Additionally, the Fifth Circuit emphasized in Besing that its decision "does not address the issue of claims lost or forfeited by a debtor with the actual intent to defraud creditors of the bankruptcy estate." 981 F.2d at 1496 (citing 11 U.S.C. § 548(a)(1)). The Circuit in reaching its decision in Erlewine also specifically stressed that the state court judgment was not the result of "collusion, sandbagging, or indeed any irregularity...." 349 F.3d at 213. The very petition here, however, suggests that the settlement in question involved some irregularity. Thus, this Court cannot, on the slim record before it, summarily dispose of the claims.
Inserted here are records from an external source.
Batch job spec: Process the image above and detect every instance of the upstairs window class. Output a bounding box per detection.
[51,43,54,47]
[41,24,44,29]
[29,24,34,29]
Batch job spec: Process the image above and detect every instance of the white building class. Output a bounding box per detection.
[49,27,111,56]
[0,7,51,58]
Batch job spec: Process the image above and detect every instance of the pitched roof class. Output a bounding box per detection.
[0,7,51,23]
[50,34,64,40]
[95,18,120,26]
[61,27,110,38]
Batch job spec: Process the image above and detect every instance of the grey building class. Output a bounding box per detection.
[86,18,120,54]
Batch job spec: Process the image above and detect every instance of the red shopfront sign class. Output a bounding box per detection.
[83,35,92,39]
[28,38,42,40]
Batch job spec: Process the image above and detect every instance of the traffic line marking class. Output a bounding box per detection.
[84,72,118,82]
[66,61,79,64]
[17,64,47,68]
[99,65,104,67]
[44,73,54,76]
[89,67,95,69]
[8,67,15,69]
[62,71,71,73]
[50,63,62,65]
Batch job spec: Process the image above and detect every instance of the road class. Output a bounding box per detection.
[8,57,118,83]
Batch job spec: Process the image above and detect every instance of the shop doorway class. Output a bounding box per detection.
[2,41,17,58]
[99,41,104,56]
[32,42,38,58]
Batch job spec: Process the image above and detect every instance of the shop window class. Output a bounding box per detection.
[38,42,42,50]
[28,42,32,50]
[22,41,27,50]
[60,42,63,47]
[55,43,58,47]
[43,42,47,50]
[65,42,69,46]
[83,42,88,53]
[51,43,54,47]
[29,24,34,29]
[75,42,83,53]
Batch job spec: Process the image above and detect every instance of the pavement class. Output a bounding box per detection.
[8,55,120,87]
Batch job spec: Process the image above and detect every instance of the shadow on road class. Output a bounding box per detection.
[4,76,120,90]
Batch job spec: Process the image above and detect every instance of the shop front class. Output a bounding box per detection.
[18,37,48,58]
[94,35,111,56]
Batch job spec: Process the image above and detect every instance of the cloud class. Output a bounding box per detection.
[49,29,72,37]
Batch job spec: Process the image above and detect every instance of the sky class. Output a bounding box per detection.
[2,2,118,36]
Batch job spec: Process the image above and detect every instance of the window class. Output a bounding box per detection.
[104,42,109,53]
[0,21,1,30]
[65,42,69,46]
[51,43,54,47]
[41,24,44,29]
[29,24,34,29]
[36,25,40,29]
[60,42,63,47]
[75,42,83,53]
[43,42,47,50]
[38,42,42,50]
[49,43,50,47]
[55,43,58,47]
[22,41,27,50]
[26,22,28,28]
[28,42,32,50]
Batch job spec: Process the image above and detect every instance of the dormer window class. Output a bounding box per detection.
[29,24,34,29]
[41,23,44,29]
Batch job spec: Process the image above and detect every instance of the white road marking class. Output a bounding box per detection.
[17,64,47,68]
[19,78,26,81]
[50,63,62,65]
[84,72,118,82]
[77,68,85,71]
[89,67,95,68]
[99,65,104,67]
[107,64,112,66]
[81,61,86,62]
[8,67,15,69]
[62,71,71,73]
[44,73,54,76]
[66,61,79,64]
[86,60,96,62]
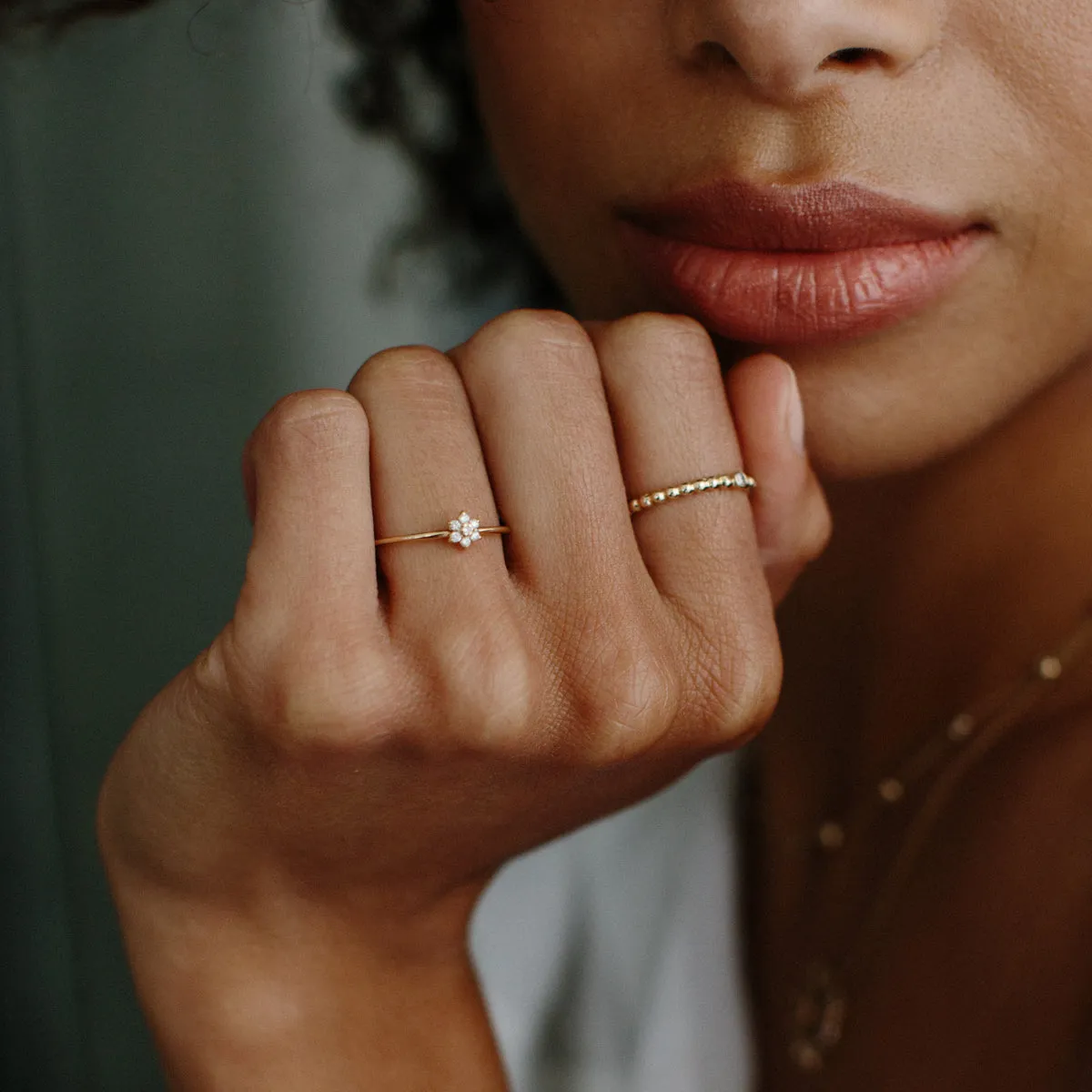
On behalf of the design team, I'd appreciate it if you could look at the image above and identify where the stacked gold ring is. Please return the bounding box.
[629,470,758,515]
[376,470,757,550]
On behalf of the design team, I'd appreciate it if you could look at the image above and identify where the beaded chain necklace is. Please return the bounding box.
[788,605,1092,1074]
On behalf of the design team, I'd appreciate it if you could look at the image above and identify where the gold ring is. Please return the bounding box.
[629,470,758,515]
[376,512,511,550]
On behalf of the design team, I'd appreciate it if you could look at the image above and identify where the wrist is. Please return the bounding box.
[107,877,491,1092]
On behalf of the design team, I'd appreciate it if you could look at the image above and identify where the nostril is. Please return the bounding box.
[823,46,884,67]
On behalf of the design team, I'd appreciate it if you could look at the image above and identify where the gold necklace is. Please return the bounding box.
[788,604,1092,1074]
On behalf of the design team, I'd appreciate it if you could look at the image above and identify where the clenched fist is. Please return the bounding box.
[99,311,829,1088]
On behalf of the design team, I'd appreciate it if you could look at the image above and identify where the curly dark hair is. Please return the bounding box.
[0,0,561,306]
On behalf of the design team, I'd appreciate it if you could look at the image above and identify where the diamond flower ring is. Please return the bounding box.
[376,512,511,550]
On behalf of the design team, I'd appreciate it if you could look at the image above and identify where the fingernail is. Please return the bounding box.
[785,364,804,455]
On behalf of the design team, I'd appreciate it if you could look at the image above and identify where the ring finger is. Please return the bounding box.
[349,346,508,639]
[590,315,764,618]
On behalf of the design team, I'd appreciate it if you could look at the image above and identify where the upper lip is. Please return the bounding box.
[617,179,987,253]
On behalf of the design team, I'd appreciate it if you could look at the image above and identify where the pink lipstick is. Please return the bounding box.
[617,180,990,346]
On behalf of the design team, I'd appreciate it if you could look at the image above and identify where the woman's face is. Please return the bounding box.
[462,0,1092,476]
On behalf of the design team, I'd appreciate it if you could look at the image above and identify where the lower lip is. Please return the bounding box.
[624,224,987,345]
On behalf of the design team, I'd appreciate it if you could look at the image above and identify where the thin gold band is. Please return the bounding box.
[376,512,511,550]
[629,470,758,515]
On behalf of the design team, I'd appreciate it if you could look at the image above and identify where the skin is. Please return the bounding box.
[100,0,1092,1092]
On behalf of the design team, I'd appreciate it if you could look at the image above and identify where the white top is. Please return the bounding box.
[471,757,752,1092]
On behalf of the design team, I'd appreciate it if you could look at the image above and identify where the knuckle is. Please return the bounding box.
[612,311,713,356]
[693,619,782,746]
[570,619,682,764]
[600,312,724,394]
[255,389,367,459]
[468,309,595,359]
[433,616,545,753]
[209,626,406,761]
[799,486,834,562]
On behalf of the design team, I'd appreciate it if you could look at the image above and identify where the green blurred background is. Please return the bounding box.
[0,0,498,1092]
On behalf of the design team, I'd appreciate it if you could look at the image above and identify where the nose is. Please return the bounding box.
[668,0,940,103]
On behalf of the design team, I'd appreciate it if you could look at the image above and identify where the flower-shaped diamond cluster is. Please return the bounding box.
[448,512,481,550]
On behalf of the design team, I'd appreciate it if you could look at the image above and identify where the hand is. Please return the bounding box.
[100,312,829,1087]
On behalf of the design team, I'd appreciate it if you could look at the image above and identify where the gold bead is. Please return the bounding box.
[1036,656,1061,682]
[878,777,906,804]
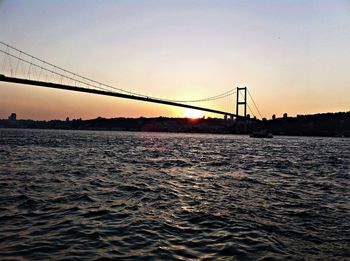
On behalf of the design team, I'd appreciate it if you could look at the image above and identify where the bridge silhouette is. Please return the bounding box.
[0,41,262,119]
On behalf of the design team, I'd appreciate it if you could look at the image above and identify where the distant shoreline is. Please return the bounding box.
[0,111,350,137]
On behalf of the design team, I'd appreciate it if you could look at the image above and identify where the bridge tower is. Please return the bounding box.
[236,87,247,117]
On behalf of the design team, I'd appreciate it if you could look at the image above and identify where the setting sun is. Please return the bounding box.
[184,109,203,119]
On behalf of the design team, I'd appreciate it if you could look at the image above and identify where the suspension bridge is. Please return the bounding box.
[0,41,262,119]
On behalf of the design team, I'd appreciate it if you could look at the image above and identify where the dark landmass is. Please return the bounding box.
[0,111,350,137]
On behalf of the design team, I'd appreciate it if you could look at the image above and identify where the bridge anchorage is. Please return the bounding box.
[0,41,262,119]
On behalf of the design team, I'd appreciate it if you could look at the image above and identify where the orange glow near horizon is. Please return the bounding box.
[184,108,203,119]
[0,0,350,120]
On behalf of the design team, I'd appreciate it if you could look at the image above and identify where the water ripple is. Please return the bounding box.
[0,130,350,260]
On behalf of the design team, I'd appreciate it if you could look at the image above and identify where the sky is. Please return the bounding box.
[0,0,350,120]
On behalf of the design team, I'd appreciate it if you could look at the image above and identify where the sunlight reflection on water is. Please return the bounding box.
[0,129,350,259]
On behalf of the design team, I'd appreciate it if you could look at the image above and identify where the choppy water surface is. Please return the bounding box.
[0,130,350,260]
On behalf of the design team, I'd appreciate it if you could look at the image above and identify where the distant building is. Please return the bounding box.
[8,113,17,121]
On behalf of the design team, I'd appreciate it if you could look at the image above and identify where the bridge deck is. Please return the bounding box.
[0,74,242,118]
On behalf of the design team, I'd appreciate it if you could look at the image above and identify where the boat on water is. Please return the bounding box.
[249,131,273,139]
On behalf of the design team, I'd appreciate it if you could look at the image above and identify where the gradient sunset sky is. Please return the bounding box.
[0,0,350,119]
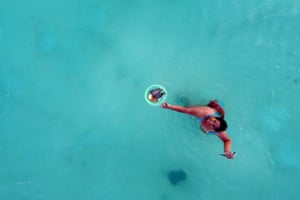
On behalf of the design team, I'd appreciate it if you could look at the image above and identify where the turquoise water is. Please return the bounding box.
[0,0,300,200]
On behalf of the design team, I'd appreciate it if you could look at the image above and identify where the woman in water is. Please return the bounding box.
[162,100,235,159]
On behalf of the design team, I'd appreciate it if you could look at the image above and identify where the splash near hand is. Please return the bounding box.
[220,151,235,159]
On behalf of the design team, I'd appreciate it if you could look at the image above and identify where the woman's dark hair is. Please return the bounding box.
[207,100,225,118]
[215,117,227,132]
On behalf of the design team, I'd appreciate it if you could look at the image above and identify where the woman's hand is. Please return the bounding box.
[161,102,170,108]
[223,151,235,159]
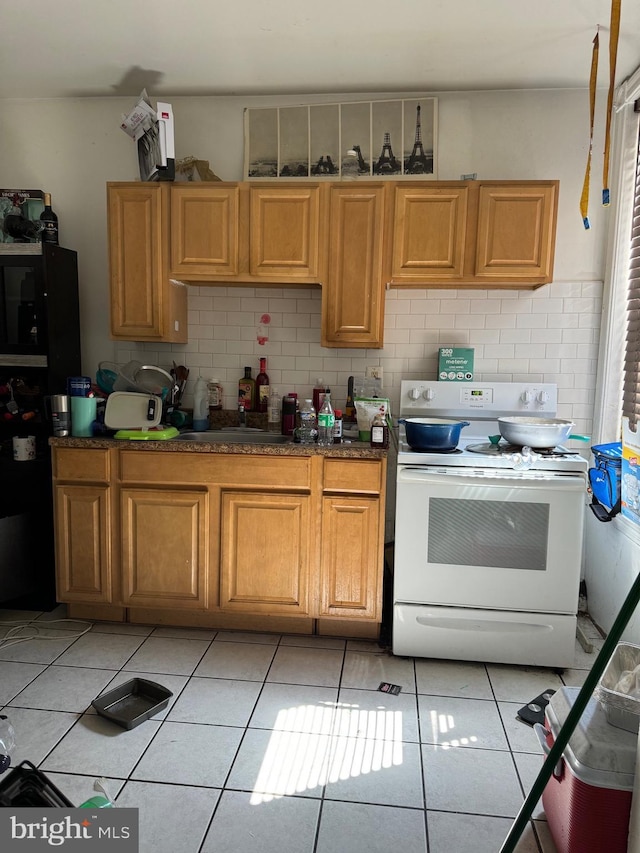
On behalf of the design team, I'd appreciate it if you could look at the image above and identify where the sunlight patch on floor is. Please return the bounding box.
[250,705,402,805]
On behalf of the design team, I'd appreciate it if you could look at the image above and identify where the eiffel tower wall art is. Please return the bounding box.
[244,96,438,181]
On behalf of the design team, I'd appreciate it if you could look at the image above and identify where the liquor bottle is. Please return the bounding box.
[370,408,389,450]
[238,367,256,412]
[40,193,58,246]
[318,388,336,447]
[255,358,269,412]
[344,376,356,423]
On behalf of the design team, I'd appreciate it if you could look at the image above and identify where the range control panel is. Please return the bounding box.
[400,379,558,418]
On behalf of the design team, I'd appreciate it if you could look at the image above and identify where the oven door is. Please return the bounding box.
[394,465,586,614]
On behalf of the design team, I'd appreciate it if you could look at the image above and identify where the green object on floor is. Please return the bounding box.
[78,796,113,809]
[499,574,640,853]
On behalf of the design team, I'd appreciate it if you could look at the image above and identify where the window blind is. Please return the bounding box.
[622,116,640,432]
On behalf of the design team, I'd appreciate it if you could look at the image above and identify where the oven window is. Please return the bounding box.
[427,498,549,571]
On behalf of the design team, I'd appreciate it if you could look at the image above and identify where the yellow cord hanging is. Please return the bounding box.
[580,32,600,229]
[602,0,622,207]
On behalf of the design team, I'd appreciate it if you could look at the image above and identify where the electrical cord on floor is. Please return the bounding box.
[0,619,93,650]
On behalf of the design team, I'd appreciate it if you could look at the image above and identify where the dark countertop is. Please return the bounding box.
[49,436,388,459]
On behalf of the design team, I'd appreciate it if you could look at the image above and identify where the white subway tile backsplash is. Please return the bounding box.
[115,281,603,432]
[516,314,553,329]
[500,329,536,342]
[531,299,567,314]
[485,314,517,329]
[455,314,486,329]
[547,313,576,329]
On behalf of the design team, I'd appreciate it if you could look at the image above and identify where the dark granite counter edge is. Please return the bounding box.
[49,436,388,459]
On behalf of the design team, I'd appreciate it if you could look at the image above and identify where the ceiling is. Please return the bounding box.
[0,0,640,98]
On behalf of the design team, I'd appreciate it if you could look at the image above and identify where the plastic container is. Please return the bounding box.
[594,643,640,734]
[0,761,74,808]
[296,400,318,444]
[91,678,173,729]
[207,379,222,412]
[589,441,622,509]
[193,376,209,432]
[535,687,637,853]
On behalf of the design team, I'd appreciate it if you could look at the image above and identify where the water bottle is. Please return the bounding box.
[193,376,209,431]
[0,714,16,773]
[297,400,318,444]
[318,388,336,447]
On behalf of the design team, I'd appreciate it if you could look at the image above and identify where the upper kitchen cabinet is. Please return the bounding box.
[389,181,558,289]
[171,183,322,284]
[321,182,386,348]
[391,182,469,287]
[475,181,558,287]
[107,183,188,343]
[171,183,240,281]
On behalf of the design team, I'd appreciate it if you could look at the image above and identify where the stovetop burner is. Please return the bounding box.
[410,447,462,456]
[467,442,575,459]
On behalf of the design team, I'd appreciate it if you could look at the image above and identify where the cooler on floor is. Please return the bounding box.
[536,687,638,853]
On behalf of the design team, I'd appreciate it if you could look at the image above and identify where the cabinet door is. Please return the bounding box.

For the reasons set forth above, this Court would not be in a position to grant the Motion to Dismiss based solely upon the pleadings. As such, there is no purpose served in granting an interlocutory appeal. The Court emphasizes that the statements made and issues raised in this Order are based upon an incomplete record, and that nothing this Court has raised herein should be interpreted as to how this Court might ultimately rule with a more complete record on either an appeal from an order granting a motion for summary judgment, or an appeal after a trial on the merits. Nor should anything be read as predicting, suggesting or otherwise ordering the Bankruptcy Court to consider or not consider any complaint or defense.
At oral argument, counsel claimed that the subsidiaries had made fraudulent transfer claims under both 11 U.S.C. § 544 and Arizona law, while ASARCO's claims were grounded only in the former. The record suggests that all ASARCO entities made claims under both federal and state law.